Bone damage: what causes it and how to protect your bones
Bone damage can sneak up on you. Sometimes it’s a sudden fracture from a fall. Other times it’s slow—loss of density that makes everyday movements risky. You don’t need to be an athlete or elderly to care about this. Knowing the causes, signs, and simple steps to protect your bones makes a big difference.
Common causes and early signs
Bones weaken for a few clear reasons. Long-term corticosteroid use, some anticonvulsant drugs, cancer treatments, and hormonal changes (like menopause) can reduce bone strength. Repeated stress, infections, and direct trauma also cause damage. You might notice persistent bone or joint pain, height loss, a stooped posture, or fractures from minor bumps. If you break a bone after a low-impact fall, that’s a red flag.
Some medications can affect bone health. For example, long-term steroids are well known to thin bones. Research has looked at other drugs too—ask your doctor if a medicine you take could raise risk. Never stop a prescription without medical advice.
How doctors check bone health
The most common test is a DEXA scan (bone density scan). It tells how much bone you’ve lost and helps predict fracture risk. Blood tests for calcium, vitamin D, kidney function, and hormone levels may also be ordered. If you have sudden, unexplained bone pain or repeat fractures, imaging (X-ray, CT, MRI) can find structural damage or infections.
Worried about symptoms? Start by talking to your primary care doctor. They can order the right tests and plan next steps based on your results and medical history.
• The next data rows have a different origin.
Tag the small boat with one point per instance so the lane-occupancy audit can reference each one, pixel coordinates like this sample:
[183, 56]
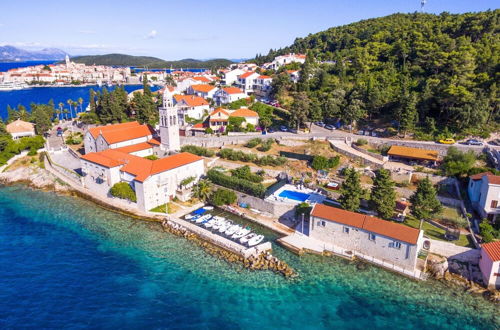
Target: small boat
[256, 240]
[248, 237]
[231, 230]
[203, 218]
[210, 223]
[242, 232]
[225, 227]
[220, 222]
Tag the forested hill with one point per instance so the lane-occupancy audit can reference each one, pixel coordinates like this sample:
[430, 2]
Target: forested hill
[147, 61]
[446, 66]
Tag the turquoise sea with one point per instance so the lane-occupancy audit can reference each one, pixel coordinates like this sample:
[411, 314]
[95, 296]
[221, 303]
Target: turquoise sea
[65, 263]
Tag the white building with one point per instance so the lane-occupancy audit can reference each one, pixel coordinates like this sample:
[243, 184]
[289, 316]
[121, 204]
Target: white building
[116, 136]
[246, 81]
[484, 193]
[191, 106]
[390, 242]
[230, 77]
[228, 95]
[20, 128]
[489, 263]
[202, 90]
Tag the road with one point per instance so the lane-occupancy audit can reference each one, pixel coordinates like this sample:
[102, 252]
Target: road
[322, 133]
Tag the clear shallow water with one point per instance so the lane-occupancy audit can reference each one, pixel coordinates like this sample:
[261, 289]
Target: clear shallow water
[58, 94]
[66, 263]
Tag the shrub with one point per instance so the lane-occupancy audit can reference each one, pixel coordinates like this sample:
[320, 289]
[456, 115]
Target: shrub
[253, 143]
[245, 186]
[223, 197]
[245, 173]
[123, 190]
[266, 145]
[200, 151]
[361, 142]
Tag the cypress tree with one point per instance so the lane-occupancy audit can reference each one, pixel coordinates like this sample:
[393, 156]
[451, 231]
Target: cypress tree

Prevention and treatment usually work together. Simple changes can lower your risk right away.
Practical prevention and treatment steps
Diet: Aim for adequate calcium and vitamin D. Adults commonly need about 1,000–1,200 mg of calcium daily from food and 800–2,000 IU of vitamin D depending on age and blood levels—check with your doctor before starting supplements.
Exercise: Weight-bearing moves (walking, jogging, stair climbing) and strength training help keep bones strong. Balance work—like standing on one leg—reduces fall risk.
Lifestyle: Quit smoking, limit alcohol, and make your home safer (remove trip hazards, add good lighting, use grab rails where needed).
Medications: If you already have low bone density or fractures, doctors may recommend drugs such as bisphosphonates, denosumab, or bone-building agents. These should be prescribed and monitored by a clinician.
Rehab: After fractures, physical therapy speeds recovery and rebuilds strength and balance.
Take action early. A short conversation with your doctor, a DEXA scan if indicated, and a few daily habits—better nutrition, targeted exercise, and fall-proofing your home—can cut the chance of serious bone damage. If a medication worries you, bring it up at your next visit. Small steps add up to stronger bones and fewer scares down the road.